Du côté des ressources, le choix essentiel concerne l'affectation et le déploiement des compétences (qui, ici, prennent véritablement une figure stratégique).

Quatre points forts à souligner:

- la définition et l'affectation des compétences, dans un business model, ne dépendent pas principalement de variables technologiques, voire commerciales, considérées "en soi". C'est à partir d'une vraie réflexion, mettant en relation les composantes essentielles de la proposition de valeur, donc les compétences à mobiliser pour les produire et les assurer dans la durée ("promesse à tenir"),

- la stabilisation et le développement des sources de revenu ("quelle politique de fidélisation? Quels services de promotion et d'accompagnement de la proposition de valeur?….")

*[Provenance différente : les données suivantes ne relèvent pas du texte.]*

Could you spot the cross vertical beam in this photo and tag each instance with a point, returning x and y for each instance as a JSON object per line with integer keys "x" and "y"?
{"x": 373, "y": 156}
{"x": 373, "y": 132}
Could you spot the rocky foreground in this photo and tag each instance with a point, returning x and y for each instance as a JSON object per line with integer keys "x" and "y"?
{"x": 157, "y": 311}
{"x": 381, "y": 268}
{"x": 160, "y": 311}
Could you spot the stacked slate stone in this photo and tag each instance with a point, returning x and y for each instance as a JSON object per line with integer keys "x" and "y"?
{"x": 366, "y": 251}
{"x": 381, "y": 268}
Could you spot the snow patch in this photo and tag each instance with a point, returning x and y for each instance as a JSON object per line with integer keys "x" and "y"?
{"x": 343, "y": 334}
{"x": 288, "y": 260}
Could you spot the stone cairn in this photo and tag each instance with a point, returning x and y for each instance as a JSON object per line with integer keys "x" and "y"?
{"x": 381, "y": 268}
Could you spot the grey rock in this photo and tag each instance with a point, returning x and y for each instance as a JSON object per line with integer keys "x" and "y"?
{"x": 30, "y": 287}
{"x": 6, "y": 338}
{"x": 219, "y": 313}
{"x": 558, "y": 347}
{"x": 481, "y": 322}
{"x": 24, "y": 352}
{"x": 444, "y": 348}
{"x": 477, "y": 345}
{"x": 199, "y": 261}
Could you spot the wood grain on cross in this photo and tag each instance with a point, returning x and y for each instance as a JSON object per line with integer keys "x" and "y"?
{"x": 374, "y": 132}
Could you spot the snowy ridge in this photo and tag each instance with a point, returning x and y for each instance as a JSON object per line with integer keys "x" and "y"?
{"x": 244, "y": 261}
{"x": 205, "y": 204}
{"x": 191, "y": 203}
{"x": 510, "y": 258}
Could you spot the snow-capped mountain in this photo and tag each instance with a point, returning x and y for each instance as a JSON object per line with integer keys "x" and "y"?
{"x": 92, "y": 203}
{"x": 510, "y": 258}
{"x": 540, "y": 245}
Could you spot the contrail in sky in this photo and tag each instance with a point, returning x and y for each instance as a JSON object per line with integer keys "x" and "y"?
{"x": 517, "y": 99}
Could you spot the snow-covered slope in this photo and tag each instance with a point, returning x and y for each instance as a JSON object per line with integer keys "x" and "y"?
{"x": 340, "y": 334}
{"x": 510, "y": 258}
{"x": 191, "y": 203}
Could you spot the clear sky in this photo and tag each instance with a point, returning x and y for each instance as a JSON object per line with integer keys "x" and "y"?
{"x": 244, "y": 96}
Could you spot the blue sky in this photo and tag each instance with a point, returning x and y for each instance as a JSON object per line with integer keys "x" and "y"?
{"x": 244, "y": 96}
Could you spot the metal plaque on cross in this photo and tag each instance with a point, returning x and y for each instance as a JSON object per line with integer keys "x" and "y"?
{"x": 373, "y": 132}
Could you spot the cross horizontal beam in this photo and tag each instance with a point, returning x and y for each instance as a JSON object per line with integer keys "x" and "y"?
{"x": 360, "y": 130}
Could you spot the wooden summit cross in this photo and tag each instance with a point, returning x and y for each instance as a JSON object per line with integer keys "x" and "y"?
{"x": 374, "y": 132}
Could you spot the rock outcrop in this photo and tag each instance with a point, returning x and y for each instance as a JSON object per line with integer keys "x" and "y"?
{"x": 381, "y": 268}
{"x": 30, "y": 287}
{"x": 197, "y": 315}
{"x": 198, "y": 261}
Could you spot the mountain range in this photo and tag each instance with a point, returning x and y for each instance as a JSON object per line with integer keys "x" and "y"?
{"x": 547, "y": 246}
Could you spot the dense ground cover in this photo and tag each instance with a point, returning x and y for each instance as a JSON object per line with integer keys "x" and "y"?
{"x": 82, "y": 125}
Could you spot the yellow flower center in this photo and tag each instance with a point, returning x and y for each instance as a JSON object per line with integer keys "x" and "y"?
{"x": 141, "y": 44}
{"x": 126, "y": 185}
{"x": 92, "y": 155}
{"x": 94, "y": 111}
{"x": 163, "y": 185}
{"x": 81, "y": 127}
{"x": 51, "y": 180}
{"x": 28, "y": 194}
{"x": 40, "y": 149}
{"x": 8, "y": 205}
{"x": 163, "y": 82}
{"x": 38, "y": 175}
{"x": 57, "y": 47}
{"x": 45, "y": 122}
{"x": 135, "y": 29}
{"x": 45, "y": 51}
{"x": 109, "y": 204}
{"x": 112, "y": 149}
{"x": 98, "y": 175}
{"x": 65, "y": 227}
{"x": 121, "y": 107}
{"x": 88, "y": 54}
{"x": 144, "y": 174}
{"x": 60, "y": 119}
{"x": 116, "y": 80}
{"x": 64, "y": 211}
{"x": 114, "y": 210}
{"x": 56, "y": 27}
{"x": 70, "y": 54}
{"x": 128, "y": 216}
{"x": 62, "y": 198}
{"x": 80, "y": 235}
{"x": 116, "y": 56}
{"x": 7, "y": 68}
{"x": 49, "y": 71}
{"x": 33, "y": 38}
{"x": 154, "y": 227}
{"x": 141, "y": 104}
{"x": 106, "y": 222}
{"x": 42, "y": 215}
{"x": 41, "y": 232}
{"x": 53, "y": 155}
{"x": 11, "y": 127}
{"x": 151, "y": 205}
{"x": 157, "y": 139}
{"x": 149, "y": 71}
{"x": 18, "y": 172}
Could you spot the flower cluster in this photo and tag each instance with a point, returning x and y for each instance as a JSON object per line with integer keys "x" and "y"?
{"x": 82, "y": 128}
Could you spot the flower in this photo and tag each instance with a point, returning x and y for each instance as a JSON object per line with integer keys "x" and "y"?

- le phasage du développement du modèle (exemple : à telle période, les compétences marketing sont essentielles, à telle autre les compétences de bonne exploitation du service offert redeviennent importantes…). Il faut préciser quelles sont les compétences décisives à chaque phase (selon le principe d'une gestion par projet).

- Enfin la chaîne de macro-activités sur lesquelles, concrètement, les compétences se déploient, et à partir desquelles la proposition de valeur se concrétise matériellement.

e) La question du phasage.

Point sensible : comme le business model ne peut pas s'appuyer sur un modèle totalement établi et fiable, on ne peut raisonner de manière linéaire et planifiée. Il faut "jeter des hypothèse sur l'avenir" (démarche dite abductive en logique), mais, en contrepartie, établir un phasage selon un principe expérimental (assez semblable au phasage d'une expérimentation scientifique) pour pouvoir tester la robustesse du modèle et limiter, du plus possible, les engagements de capitaux à chaque phase. L'explicitation des phases et des moyens de leur bilan fait partie du modèle. f) Le business plan. La démarche de business plan reste valable : elle explicite les moyens opérationnels et les critères de résultats. Mais le business plan se situe clairement en aval du business model. Le mettre au premier plan devient une erreur stratégique.